SHARRYLAND
Dov'è
C’è una notte, a Paganico Sabino, che non è come le altre. È una notte calda d’agosto ma il buio e il silenzio che dovrebbero contraddistinguerla sono soppiantati dalle luci e dai rumori della festa di Maria Santissima e di San Giovanni Battista. L’intero paese è in piazza, e anche visitatori venuti qui apposta. L’aria che si respira, però, è particolare: il vociare non è forte e allegro, ma sommesso ed emozionato. C’è una strana vibrazione nell’aria, inconfondibile per chi l’abbia già provata: l’attesa.
I giganti, la danza e il fuoco
Questa notte infatti, stanno per arrivare le Pantàsime, e nessuno vuole perdersi il loro ingresso. Ecco. Finalmente si è aperta la porta del locale dove si sono preparate. La prima a comparire sulla piazza, come sempre, è la femmina. Una struttura conica alta quasi due metri, in canne e carta, decorata con colori squillanti. Ha due seni abbondanti, simbolo di fertilità e buon auspicio, e un viso un po’ grottesco, appena abbozzato. Raggiunge il centro della piazza acclamata dagli astanti, ma manca ancora uno dei protagonisti, il maschio. Alto come lei, la saluta con un inchino ed è in questo momento che risuona il saltarello, ed ha inizio la danza. Seguendo il tempo incalzante della musica le Pantasime si sfiorano, saltano, si inclinano, animate da abilissimi ballerini al loro interno. E quando il ritmo si fa ossessivo e frenetico, arriva il culmine dell’evento: le Pantasime vengono date alle fiamme. Imperterriti, i coraggiosi ballerini continuano a far ballare i fantocci, rimanendo al loro interno quanto più a lungo possibile.
Una tradizione antica
Quella che oggi è una festa, è il residuo di un rito arcaico, composto da diversi influssi pagani: da un lato, c’è un elemento soprannaturale, un gigante che appare tra la gente, come un fantasma.
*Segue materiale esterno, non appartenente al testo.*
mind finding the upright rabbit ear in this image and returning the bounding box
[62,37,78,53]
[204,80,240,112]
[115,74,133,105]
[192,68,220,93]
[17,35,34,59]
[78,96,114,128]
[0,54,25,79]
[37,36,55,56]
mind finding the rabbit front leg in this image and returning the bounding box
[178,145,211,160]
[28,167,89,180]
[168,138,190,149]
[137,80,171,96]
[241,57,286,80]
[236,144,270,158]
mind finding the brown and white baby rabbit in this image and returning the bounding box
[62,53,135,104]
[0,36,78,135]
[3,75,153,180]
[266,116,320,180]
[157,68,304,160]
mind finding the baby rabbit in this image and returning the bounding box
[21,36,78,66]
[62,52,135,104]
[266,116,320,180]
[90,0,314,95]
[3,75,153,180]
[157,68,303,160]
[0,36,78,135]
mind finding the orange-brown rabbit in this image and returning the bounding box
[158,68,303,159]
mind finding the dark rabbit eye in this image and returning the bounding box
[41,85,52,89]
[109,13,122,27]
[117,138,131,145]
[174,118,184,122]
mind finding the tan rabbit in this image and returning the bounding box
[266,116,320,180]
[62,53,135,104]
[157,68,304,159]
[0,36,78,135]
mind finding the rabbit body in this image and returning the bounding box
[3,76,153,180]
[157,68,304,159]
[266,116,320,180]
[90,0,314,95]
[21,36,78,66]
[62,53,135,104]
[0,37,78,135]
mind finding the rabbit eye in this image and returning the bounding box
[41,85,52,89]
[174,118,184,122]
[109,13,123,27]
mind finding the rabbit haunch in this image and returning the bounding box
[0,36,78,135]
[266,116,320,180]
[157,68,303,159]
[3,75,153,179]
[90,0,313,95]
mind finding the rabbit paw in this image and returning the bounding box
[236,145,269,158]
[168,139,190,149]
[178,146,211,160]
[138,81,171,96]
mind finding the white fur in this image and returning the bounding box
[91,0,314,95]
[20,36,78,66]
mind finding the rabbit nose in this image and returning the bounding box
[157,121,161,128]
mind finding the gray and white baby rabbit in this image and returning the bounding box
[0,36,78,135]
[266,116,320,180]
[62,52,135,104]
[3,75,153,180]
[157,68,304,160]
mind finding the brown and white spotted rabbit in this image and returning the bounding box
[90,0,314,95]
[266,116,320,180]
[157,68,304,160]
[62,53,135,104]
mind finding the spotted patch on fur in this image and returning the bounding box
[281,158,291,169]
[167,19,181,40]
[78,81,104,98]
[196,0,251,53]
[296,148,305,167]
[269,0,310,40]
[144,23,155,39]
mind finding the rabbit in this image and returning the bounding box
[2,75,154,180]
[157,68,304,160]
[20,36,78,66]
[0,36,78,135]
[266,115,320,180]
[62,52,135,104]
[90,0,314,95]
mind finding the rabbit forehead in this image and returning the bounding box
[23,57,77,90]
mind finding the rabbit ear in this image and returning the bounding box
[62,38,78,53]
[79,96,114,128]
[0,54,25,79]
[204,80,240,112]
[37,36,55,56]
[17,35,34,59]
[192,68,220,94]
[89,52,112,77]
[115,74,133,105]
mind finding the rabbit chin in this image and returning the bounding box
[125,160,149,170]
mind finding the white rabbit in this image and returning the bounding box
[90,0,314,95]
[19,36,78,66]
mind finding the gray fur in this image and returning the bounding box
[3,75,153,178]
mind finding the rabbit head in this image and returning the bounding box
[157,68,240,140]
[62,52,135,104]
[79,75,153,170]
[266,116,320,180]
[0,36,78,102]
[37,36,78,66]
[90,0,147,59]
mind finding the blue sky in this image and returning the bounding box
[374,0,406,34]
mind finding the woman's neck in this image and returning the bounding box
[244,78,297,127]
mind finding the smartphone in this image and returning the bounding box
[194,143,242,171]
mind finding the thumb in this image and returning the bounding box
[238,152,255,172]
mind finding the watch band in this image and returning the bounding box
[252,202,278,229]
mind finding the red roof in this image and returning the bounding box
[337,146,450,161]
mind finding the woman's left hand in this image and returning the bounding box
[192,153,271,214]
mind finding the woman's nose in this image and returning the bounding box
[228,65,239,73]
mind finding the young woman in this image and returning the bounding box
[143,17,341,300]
E il nome «Pantàsima» deriva appunto dalla parola greca φάντασμα, phantasma cioè «che si mostra». Le sue fattezze, però sono umane: questo perché con il suo ballo, in mezzo alla gente, la Pantasima assorbe il male che potrebbe celarsi nella comunità, e lo annulla trascinandolo nel fuoco purificatore che la consuma. La gente, ora liberata dal maligno, era pronta ad iniziare un nuovo ciclo vitale. Non è un caso che da tradizione questo rito si svolga in agosto: era il momento in cui i pastori tornavano al paese dopo la transumanza, e si riunivano alle loro famiglie: la fine di un ciclo, che esigeva dei riti propiziatori per quello che stava per iniziare.
Dai ricordi degli anziani
Le Pantasime di oggi con molta probabilità non sono dello stesso tipo di quelle in uso prima degli anni ’30 del secolo scorso. I ricordi degli stessi anziani rimandano infatti a immagini di fantocci più piccoli e diversamente foggiati, con le braccia a mo’ di conca e con le fattezze del viso meglio delineate, forse più proprie all'arte della raffigurazione di modelli in cartapesta. Era l'occasione per dar sfogo all’inventiva sulle figure umane grottesche, talvolta prendendo a modello anche alcune persone del paese. Anche la procedura di costruzione era leggermente diversa a quel tempo: avveniva nel segreto più totale, ben nascosta dalle mura dell’edificio scelto come sede operativa. Sarebbero stati visti dalla gente solo alla loro effettiva apparizione in piazza, come dei veri fantasmi. Certamente la comunità sapeva cosa si preparava dietro quelle mura, ma la sorpresa nel vederle solo all’ultimo momento doveva essere immensa, amplificata dall’attesa e dalla moltitudine riunita in ammirazione.